Pri & Slave DNS HOWTO (FC4)

Discussion in 'Suggest HOWTO' started by ppettigrew, Apr 1, 2006.

  1. ppettigrew

    ppettigrew New Member

    Hi,

    As a small token of thanks for using ISPConfig, I hope this HOWTO will help others solve an issue that had our team stumped for too long. Searching the posts here and google confirmed we were far from alone - but there was no single answer.....until now ;-)

    The Issue - "failed while receiving responses: permission denied" error showing up in /var/log/messages on our Slave DNS server

    The Setup - 1x Perfect FC4 ISPConfig setup as the Pri DNS and hosting server; 1x Perfect FC4 ISPConfig setup (offsite and via a different comms link) as a slave / secondary DNS

    The outcome - allows you to create sites/DNS on the Pri server, and a Slave DNS record on the Sec server, and the Sec server's DNS records will be automatically kept in synch thereafter.

    The recipie.......... :)


    This assumes you have completed your ISPConfig installations on the 2x servers per the Perfect FC4 instructions.

    We will be making some changes to each of the servers below, and then make "some changes" in ISPConfig DNS entries via the ISPConfig web interface to force the update of /etc/named.conf with the template values below....
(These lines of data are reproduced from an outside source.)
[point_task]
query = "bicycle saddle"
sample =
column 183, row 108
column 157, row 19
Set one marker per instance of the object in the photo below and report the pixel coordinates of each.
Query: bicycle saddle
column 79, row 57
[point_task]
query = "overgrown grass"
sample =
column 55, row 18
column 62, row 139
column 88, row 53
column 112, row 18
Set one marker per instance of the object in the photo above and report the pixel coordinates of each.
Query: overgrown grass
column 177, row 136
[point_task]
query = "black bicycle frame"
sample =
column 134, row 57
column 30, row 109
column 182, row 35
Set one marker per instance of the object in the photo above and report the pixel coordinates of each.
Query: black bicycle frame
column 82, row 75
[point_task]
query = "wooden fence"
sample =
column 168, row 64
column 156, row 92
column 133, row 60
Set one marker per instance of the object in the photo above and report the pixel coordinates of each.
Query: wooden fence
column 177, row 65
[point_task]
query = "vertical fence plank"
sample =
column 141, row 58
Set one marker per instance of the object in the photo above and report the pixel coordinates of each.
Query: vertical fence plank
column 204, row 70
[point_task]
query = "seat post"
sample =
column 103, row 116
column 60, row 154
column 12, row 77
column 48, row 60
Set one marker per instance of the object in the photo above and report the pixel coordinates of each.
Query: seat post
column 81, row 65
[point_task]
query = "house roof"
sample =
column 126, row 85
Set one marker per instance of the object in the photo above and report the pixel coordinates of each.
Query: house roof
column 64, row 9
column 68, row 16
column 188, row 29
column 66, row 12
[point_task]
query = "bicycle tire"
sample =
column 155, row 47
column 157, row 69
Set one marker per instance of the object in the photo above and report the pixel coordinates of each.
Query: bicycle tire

    Substitute your IP addresses, as below are not real
    - 222.333.444.01 = Pri
    - 222.333.555.02 = Slave

    On each server, edit the following file with the content laid out respectively below:
    # vi /root/ispconfig/isp/conf/named.conf.master

    =============================================
    ns1 / Primary
    =============================================
    options {
    pid-file "/var/named/chroot/var/run/named/named.pid";
    directory "/var/named/chroot/var/named";
    auth-nxdomain no;
    /*
    * If there is a firewall between you and nameservers you want
    * to talk to, you might need to uncomment the query-source
    * directive below. Previous versions of BIND always asked
    * questions using port 53, but BIND 8.1 uses an unprivileged
    * port by default.
    */
    query-source address * port 53;

    // Closed DNS - permits only local IPs to issue recursive queries
    // remove if an Open DNS required to support all users
    // or add additional ranges
    // allow-recursion {192.168.3.0/24;};
    allow-recursion { localhost; };

    // when zone information changes, NOTIFY messages are sent from
    // zone masters to the slaves defined in the NS records for
    // the zone
    notify yes;

    // Allow transfer (copy) from following slave DNS server(s)
    allow-transfer {
    222.333.555.02;
    };
    };

    =============================================
    ns2 / Slave
    =============================================
    options {
    pid-file "/var/named/chroot/var/run/named/named.pid";
    directory "/var/named/chroot/var/named";
    auth-nxdomain no;
    /*
    * If there is a firewall between you and nameservers you want
    * to talk to, you might need to uncomment the query-source
    * directive below. Previous versions of BIND always asked
    * questions using port 53, but BIND 8.1 uses an unprivileged
    * port by default.
    */
    query-source address * port 53;

    // Closed DNS - permits only local IPs to issue recursive queries
    // remove if an Open DNS required to support all users
    // or add additional ranges
    // allow-recursion {192.168.3.0/24;};
    allow-recursion { localhost; };

    // Allow notifies from our master DNS server
    allow-notify { 222.333.444.01; };

    // Disable all zone transfer requests (this is just a slave server)
    allow-transfer { "none"; };

    // NB - need to add the slaves/ prefix to the named_slave
    // DYNAMIC BLOCK below, otherwise will get permission issues
    // on the slave server in /var/log/messages such as this:
    // failed while receiving responses: permission denied
    };



    <!-- BEGIN DYNAMIC BLOCK: named_slave -->
    zone "{DOMAIN}" {
    type slave;
    file "slaves/sec.{DOMAIN}";
    masters { {MASTERS}; };
    };
    =============================================

    You can check the changes have propogated, by looking on each server at the following file (nb - do not edit this file directly)
    # vi /etc/named.conf

    Hope this helped others and congratulations to all in the ISPConfig community. Great application!